The rhetoric of deportation went beyond economic concerns to imply that Mexicans could not be assimilated and that nationality was determined not only by birthplace and political loyalty, but also by race and culture. In March 1930, the Arizona Labor Journal printed what it called a "splendid article" containing inflammatory rhetoric in support of restricting Mexican immigration. The article challenged the "alleged necessity for cheap labor" and suggested that Mexicans threatened to undermine "American standards of citizenship." It proposed further that white Americans in the Southwest were suffering due to "the permanent addition to our population of a great mass of the least intelligent and the least assimilable of all the alien groups which have settled among us," and it called for the curtailment of the "further Mexicanization of the Southwest." (8)

Arizona politicians who had previously supported temporary admittance of Mexican nationals had little choice but to respond to the growing cry for restrictions. Senator Carl Hayden initially replied by suggesting that Mexicans should be admitted into Arizona and the Southwest only temporarily for seasonal farmwork--an argument that he had been making since Mexican immigration dramatically increased in the late 1910s with the expansion of agriculture (particularly cotton) in the region. As the din against Mexican immigration became louder, however, his position changed, and his rhetoric became more emphatic and tinged with ethnocentrism, if not racism. "No large number of aliens," he suggested in April 1930, "should be permitted to become permanent residents of the United States, whose children will not look the same, act the same, and have the same ideals, as other Americans." In December, Hayden introduced a resolution in the U.S. Senate to appropriate funds for a full count of the illegal "aliens" who remained in the United States. He enthusiastically endorsed President Herbert Hoover's nomination of William Doak as Secretary of Labor, embracing Doak's promise to intensify restrictions against Mexican immigration and to initiate a concerted national repatriation campaign. (9)

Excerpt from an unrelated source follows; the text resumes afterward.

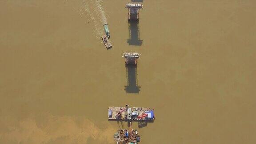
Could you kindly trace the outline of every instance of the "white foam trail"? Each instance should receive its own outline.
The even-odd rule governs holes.
[[[96,37],[100,36],[100,31],[99,29],[98,28],[99,27],[99,24],[98,23],[97,23],[97,21],[96,21],[95,18],[94,17],[93,15],[92,14],[91,11],[89,9],[88,4],[87,3],[87,2],[85,0],[82,0],[81,8],[84,9],[85,12],[87,12],[87,13],[88,14],[88,15],[90,17],[90,18],[91,19],[91,20],[92,20],[92,22],[93,22],[93,24],[94,25],[94,27],[95,28],[95,32],[96,33],[96,34],[97,34],[97,35],[95,35],[95,36],[96,36]],[[88,21],[88,22],[89,23],[89,21]],[[94,32],[93,32],[95,33]],[[95,34],[95,33],[94,33],[94,34]]]
[[[99,11],[100,11],[100,13],[101,16],[100,16],[100,20],[101,22],[104,24],[107,24],[107,17],[106,17],[106,14],[105,13],[105,11],[104,11],[104,9],[102,7],[100,3],[101,2],[101,0],[95,0],[96,2],[96,5],[97,6],[97,8]]]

Complaints in Arizona were part of a growing national groundswell for federal action. In the latter 1920s the U.S. State Department had begun to enforce more diligently the $8 head tax imposed under the 1917 Immigration Act, which, combined with the $9 visa fee introduced in the Immigration Act of 1924, made legal immigration prohibitively expensive for many Mexicans. After March 1930 the government stopped issuing visas altogether to "common laborers" from Mexico, and the U.S. Congress made illegal entry a misdemeanor punishable by jail time. Beyond the enforcement of immigration laws, the federal government began an active campaign to deport undocumented immigrants, while city and state officials took it upon themselves to encourage and intimidate even legal immigrants to return to Mexico. Under Secretary of Labor William Doak, immigration agents and local officials carried out raids in cities across the country, entering into communities and workplaces to arrest and deport those without proper documentation. (10)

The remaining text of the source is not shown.